The recipe for success: a platter of IP rights to protect your food and drink products

There is a range of IP options available to manufacturers looking to protect their treasured recipes, whether through copyright, a trade secret or a patent, but how do you know if your tasty treat is eligible and, if so, which IP right you can secure? In this article, published in Baking Europe in December 2020, managing associate Laura Clews provides a brief overview of the options available, along with benefits and pitfalls of each for you to chew over…

The festive period is now upon us, so thoughts turn to spending time with our families, decorating the tree and, of course, food. At this time of year, food and drink manufacturers provide unique twists on classic treats and decadent desserts designed to tickle every taste bud. It is common to spend more on food and drink during the holidays and perhaps even treat ourselves to some luxury priced goods. Statistics by GoCompare Money predicted that, collectively, British households would spend £4.7 billion on food and drink products over the Christmas period in 2018. Accordingly, for manufacturers that manage to produce the ‘must have’ items of the year, Christmas can be a very profitable time. But how do you prevent other manufacturers copying your culinary creations and reducing your market share? Essentially, is it possible to protect a recipe?

Can I copyright a recipe?

Copyright is an exclusive legal right that arises automatically on the creation of an original work and can be used to prevent others from using or commercially exploiting this work without permission. Copyright protects, amongst other things, literary creations, artistic works, original non-literary written work and the layout of published editions of written works, but does this IP right extend to recipes?

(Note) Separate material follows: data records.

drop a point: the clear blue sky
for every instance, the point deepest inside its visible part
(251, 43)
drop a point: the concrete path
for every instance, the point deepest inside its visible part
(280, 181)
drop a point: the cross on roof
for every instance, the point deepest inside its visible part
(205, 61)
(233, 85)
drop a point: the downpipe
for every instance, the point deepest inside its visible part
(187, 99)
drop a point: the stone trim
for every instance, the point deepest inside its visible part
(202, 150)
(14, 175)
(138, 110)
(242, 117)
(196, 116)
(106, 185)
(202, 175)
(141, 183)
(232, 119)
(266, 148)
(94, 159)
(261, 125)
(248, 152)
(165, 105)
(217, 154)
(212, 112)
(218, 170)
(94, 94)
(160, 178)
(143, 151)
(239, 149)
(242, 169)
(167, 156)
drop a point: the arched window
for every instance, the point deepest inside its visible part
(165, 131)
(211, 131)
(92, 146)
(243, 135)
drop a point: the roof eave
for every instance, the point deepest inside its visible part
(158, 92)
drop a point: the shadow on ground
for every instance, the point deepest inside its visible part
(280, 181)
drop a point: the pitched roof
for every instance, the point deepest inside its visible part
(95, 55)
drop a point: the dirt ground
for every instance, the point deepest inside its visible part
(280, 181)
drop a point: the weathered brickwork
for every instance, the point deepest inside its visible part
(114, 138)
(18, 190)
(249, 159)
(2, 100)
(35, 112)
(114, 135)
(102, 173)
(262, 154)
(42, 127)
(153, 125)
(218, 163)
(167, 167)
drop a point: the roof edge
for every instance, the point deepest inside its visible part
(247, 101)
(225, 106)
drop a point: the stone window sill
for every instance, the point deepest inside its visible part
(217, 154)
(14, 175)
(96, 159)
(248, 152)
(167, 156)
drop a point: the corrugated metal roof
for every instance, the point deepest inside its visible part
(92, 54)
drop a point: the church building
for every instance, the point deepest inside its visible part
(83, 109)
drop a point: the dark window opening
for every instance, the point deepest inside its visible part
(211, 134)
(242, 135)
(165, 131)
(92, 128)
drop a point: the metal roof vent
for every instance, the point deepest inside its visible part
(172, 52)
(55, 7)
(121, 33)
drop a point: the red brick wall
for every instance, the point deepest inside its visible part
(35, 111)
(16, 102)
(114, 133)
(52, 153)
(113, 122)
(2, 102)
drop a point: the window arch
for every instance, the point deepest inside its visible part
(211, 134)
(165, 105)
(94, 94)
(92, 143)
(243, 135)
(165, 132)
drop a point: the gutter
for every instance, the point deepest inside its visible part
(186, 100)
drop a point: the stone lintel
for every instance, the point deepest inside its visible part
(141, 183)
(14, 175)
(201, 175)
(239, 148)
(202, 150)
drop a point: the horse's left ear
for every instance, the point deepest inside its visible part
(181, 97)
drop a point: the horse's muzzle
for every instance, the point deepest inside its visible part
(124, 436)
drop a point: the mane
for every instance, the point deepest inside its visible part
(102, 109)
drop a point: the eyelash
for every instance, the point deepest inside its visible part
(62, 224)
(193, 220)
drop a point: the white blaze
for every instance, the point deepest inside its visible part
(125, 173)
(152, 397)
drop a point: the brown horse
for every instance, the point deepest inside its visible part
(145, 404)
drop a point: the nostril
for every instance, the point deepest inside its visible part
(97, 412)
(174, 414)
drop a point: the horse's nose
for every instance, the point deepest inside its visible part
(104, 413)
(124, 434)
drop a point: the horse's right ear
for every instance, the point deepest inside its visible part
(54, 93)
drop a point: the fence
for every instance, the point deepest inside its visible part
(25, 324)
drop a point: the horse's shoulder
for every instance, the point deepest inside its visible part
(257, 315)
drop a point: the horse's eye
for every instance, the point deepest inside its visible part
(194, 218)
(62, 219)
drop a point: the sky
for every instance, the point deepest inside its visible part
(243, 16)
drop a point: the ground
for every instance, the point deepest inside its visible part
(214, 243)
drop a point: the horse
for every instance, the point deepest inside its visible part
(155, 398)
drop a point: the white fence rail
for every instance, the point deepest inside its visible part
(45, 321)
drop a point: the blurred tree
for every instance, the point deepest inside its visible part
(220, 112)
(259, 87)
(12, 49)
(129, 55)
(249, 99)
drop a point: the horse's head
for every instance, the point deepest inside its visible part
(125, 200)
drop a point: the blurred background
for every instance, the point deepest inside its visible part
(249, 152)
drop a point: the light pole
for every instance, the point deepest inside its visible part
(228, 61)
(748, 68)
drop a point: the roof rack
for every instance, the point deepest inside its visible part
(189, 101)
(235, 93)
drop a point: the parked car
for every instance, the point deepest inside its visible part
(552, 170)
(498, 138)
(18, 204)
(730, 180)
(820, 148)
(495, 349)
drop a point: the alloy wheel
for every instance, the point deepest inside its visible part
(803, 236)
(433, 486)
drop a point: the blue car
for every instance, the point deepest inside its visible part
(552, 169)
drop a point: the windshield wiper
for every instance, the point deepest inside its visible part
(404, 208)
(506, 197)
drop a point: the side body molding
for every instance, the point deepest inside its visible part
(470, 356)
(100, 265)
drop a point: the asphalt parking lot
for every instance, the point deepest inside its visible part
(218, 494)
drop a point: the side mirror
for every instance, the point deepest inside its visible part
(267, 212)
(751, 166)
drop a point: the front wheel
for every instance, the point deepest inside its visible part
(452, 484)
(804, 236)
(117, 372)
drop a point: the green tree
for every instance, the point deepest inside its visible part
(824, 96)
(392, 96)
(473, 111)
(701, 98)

Unfortunately, under UK law, copyright protection does not encompass a collection of ingredients or a list of instructions (such as the method steps contained in a recipe which are considered merely functional). Therefore, following a recipe to produce a particular food or drink product would not infringe any copyright of the original author.

Some copyright protection may be provided in the particular literary expression used to describe the method steps of your recipe, however, this protection would not prevent others from publishing your recipe as long as it has been expressed in a different way.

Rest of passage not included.